Non timebis eos, quia Dominus Deus tuus in medio tui est, Deus magnus et terribilis:
22 Zeker, Jahweh, uw God, zal die volken slechts langzaam aan voor u verjagen, en gij zult ze niet ineens kunnen verdelgen; anders krijgen de wilde dieren de overhand op u.
ipse consumet nationes has in conspectu tuo paulatim atque per partes. Non poteris eas delere pariter: ne forte multiplicentur contra te bestiæ terræ.
23 Maar Jahweh, uw God, levert ze aan u over, en houdt ze in grote verwarring, tot ze vernietigd zijn.
Dabitque eos Dominus Deus tuus in conspectu tuo: et interficiet illos, donec penitus deleantur.
24 Hij levert hun koningen aan u uit, en zelfs hun naam zult ge wegvagen onder de hemel; niemand zal voor u stand kunnen houden, totdat gij ze hebt verdelgd.
Tradetque reges eorum in manus tuas, et disperdes nomina eorum sub cælo: nullus poterit resistere tibi, donec conteras eos.
25 Hun afgodsbeelden moet ge verbranden, het zilver en goud, dat hen bedekt, niet begeren en niet in bezit nemen, opdat het geen valstrik voor u wordt; want het is een afschuw voor Jahweh, uw God.
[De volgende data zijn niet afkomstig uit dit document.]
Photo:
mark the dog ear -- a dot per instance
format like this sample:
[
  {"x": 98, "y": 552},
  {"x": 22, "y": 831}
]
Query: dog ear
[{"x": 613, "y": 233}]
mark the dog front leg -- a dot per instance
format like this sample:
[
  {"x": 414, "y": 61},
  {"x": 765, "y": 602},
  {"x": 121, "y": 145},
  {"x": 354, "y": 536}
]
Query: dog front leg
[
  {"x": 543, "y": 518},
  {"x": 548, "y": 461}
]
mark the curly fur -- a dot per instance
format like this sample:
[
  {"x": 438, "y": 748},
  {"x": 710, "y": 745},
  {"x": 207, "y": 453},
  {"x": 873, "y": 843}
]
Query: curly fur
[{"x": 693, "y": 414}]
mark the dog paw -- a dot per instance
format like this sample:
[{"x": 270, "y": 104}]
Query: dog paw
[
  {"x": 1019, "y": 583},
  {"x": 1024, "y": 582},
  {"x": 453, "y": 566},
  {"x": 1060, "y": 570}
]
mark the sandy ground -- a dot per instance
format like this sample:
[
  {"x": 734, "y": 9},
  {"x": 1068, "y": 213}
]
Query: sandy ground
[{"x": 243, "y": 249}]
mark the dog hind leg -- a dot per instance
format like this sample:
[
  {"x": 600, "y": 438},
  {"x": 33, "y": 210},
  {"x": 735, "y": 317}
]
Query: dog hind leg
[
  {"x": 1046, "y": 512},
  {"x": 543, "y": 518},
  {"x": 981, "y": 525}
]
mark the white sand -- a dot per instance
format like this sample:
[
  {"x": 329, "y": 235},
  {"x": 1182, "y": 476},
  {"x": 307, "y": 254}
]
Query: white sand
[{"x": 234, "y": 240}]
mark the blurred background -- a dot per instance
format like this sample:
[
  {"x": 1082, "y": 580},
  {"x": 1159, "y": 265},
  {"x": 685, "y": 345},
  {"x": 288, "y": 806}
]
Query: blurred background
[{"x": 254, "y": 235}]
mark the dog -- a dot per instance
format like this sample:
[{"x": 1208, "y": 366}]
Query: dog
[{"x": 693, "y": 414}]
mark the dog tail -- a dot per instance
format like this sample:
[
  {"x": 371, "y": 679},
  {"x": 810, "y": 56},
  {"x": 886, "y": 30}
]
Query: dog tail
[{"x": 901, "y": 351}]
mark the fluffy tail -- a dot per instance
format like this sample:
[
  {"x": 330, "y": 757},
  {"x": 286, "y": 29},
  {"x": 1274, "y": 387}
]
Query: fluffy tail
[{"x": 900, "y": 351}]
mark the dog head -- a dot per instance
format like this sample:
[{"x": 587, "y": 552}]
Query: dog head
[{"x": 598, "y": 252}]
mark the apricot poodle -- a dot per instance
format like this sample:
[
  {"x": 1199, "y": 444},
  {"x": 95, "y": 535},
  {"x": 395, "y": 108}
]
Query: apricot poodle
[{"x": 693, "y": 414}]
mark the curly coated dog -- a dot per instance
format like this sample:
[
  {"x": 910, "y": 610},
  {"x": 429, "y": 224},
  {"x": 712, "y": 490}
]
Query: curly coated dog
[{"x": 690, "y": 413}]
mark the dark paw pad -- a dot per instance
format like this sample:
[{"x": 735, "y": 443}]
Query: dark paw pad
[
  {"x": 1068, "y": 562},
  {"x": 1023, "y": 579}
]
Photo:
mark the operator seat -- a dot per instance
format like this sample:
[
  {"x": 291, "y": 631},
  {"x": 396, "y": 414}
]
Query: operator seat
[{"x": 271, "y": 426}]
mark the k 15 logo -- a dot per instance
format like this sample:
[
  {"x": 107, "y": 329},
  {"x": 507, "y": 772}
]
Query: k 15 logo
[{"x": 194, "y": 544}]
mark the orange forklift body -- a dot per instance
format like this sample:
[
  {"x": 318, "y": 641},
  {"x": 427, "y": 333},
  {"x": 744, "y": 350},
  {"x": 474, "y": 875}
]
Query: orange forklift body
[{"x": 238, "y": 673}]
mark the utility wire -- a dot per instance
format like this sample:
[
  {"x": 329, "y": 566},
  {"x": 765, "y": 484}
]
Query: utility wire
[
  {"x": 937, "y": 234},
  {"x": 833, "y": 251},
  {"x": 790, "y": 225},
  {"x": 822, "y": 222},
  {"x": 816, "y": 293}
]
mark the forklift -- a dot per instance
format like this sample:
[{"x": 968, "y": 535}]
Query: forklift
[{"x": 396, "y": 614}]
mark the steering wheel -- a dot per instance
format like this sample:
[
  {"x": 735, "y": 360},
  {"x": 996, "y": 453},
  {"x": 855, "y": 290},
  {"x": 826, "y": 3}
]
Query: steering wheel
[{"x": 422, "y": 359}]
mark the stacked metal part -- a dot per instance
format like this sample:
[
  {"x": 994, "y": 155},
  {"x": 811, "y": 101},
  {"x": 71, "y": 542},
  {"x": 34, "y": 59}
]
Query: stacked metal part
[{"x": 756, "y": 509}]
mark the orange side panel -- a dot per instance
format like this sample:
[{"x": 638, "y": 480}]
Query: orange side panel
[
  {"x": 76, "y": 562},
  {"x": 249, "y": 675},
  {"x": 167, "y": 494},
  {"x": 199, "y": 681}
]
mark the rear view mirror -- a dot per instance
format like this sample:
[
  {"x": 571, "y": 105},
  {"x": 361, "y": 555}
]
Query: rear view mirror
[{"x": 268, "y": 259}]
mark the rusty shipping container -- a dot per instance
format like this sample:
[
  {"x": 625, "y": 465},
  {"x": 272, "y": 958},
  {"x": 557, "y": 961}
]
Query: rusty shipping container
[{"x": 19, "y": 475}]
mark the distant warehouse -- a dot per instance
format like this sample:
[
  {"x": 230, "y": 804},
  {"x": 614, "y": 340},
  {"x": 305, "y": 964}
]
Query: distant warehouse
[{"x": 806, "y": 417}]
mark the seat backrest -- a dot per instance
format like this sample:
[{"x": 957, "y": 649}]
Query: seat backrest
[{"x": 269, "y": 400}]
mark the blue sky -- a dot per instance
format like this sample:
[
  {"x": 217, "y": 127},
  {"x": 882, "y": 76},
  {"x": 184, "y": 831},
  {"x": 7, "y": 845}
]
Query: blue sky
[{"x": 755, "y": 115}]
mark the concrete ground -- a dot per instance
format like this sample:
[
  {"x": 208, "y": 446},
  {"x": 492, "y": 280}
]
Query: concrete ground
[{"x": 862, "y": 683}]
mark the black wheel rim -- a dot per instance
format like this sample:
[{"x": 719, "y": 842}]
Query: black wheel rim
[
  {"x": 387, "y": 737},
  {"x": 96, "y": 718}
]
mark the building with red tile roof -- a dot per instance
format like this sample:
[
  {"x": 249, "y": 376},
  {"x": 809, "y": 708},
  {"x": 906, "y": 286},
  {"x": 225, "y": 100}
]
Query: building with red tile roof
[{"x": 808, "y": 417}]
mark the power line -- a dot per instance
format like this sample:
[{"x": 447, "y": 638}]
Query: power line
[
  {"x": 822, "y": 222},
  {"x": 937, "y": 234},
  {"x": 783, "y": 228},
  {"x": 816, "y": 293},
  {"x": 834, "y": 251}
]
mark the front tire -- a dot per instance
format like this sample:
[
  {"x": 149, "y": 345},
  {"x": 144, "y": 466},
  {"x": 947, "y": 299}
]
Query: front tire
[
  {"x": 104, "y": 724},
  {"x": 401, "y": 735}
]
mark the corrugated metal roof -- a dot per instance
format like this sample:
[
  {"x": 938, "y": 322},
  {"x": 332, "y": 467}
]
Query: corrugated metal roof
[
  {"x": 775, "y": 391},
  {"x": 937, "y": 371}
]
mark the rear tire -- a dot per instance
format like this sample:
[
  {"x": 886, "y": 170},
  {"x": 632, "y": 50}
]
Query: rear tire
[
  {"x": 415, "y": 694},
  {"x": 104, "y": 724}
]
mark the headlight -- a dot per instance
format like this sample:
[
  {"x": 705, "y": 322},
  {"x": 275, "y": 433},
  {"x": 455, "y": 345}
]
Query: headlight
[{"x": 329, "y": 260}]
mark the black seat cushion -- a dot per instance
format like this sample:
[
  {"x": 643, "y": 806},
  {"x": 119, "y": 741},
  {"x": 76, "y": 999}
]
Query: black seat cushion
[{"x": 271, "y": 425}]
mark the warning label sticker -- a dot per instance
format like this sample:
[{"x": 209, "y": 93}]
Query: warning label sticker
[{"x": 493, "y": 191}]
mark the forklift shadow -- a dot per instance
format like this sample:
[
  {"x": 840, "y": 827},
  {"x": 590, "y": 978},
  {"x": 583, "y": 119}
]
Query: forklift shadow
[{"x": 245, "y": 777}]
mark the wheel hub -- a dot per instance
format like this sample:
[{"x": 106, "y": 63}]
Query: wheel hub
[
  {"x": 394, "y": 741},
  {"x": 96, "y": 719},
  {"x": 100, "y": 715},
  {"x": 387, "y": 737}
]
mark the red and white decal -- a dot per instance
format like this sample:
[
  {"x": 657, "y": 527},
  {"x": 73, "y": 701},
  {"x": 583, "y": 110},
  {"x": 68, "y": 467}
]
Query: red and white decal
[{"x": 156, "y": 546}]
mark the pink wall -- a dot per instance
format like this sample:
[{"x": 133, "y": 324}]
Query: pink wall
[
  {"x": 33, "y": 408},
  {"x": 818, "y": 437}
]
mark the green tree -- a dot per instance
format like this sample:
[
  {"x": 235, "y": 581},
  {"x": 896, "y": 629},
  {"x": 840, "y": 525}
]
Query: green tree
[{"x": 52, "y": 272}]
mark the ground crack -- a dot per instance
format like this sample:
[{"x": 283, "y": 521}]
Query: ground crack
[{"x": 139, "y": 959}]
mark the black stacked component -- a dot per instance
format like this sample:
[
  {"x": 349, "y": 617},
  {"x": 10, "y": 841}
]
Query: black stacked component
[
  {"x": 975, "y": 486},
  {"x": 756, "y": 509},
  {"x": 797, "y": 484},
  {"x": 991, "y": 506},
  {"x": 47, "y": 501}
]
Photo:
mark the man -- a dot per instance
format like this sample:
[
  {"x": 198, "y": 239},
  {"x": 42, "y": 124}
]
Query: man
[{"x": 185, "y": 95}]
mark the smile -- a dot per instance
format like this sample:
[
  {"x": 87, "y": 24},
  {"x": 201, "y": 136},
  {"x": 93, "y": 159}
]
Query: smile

Sculptilia eorum igne combures: non concupisces argentum et aurum, de quibus facta sunt, neque assumes ex eis tibi quidquam, ne offendas, propterea quia abominatio est Domini tui:
26 Een dergelijke gruwel moogt ge niet in uw huis brengen; anders wordt ge eveneens met de banvloek getroffen: gij moet er van gruwen en walgen; want het is met de banvloek geslagen.
nec inferes quippiam ex idolo in domum tuam, ne fias anathema, sicut et illud est. Quasi spurcitiam detestaberis, et velut inquinamentum ac sordes abominationi habebis, quia anathema est.